I recently encountered Dominic Taylor’s “Two Considerations for Criticism.” This article, published on howlround, suggests that there are two central ideas that he does not hear critics discussing:

1)      The primary function of the work

2)      The primary audience

The idea that critics do not consider this frightens me, and yet, I witness it from established critics as well as my own colleagues. I take particular interest in Dominic’s use of the word “primary.” He explains this terminology very well with the following example:

When Beyoncé Knowles makes “Single Ladies,” on the other hand, she is speaking to a multicultural group in a pop groove. This does not make this music less valid or authentic, because when I hear “Single Ladies,” I too put my hand up. I am not a single lady, but the pop groove is just that on time. Ms. Knowles speaking to her specific audience still allows me a point of entry, but I would be dumb to think she is speaking to me. I might buy the track and jam to it, but it is not made with me as its primary audience.
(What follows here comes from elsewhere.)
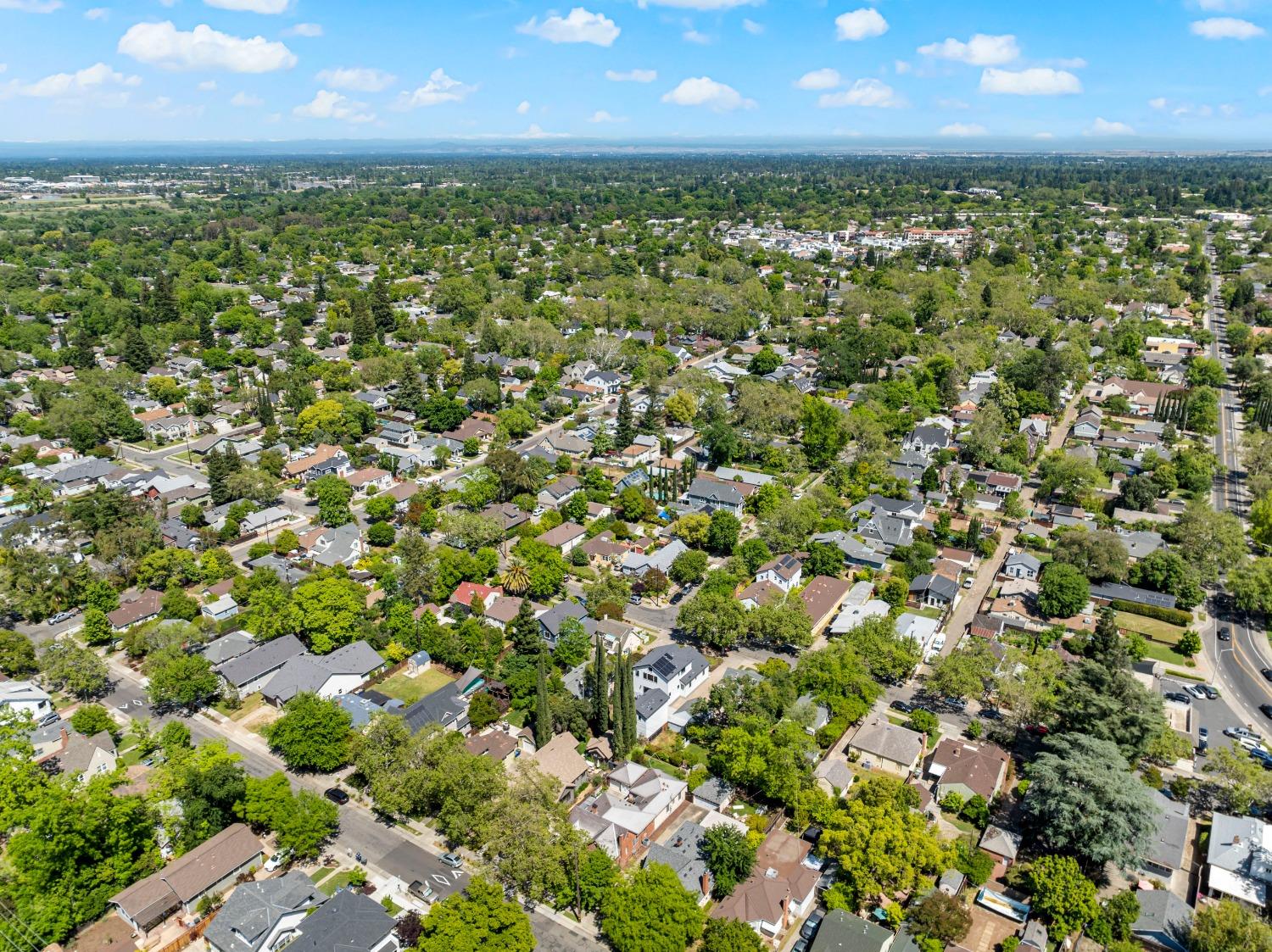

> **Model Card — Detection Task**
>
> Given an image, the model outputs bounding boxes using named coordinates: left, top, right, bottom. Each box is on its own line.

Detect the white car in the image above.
left=261, top=849, right=292, bottom=873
What I have often fallen prey to is assuming that I am the primary audience of the work. And if I’m not I allow myself to feel “alienated” by the play. Now, I’m a young white woman, so plays aren’t always written for me. (Wah wah wah.) Part of the journey into the play is to figure out how to unlock it.

How is it that everything I read about criticism always (always, always) leads me back to E.F.’s Visit to a Small Planet? This is the text that begins each semester in the Dramatic Literature sequence at Boston University, the first text we encounter and, appropriately, re-encounter as we continue in our studies. Elinor Fuchs urges her audience to consider the rules of the world of the play when encountering something new, to trust that the play has its own gravity, weather, sense of time; the rules that we live by do not necessarily apply to this particular work. As she puts it, “you can’t just decide the planet is wintry or dark because you think it would look more interesting in snow or smog.” She adds, “at least not yet.”

I find that between 50 and 90 percent of the time I have a problem with a play it is because I have decided the rules it plays by instead of actually investigating what the play is telling me. And it’s not just the exact words of the scenes that contain information, but rather the rich world of the playwright’s experience coupled with the world of the play.

Plays are so much richer when considered in all their depth and breadth. Why do we rob ourselves of the full experience of those plays? Obviously, there is laziness. But also, I think it is an underlying sense of ego; we decide that we somehow know more than the playwright for one reason or another.

I am not an artist to make assumptions, and I don’t want to make an ass of you or me by imposing my assumptions on someone else’s baby. Because you will look like an ass when your laziness is revealed. Anybody in any of Ilana’s classes has been there.

All of Elinor Fuchs’ considerations take a lot of time. Dominic Taylor’s two considerations get right down to the essence. Surely none of us are so lazy as to eschew his suggestion.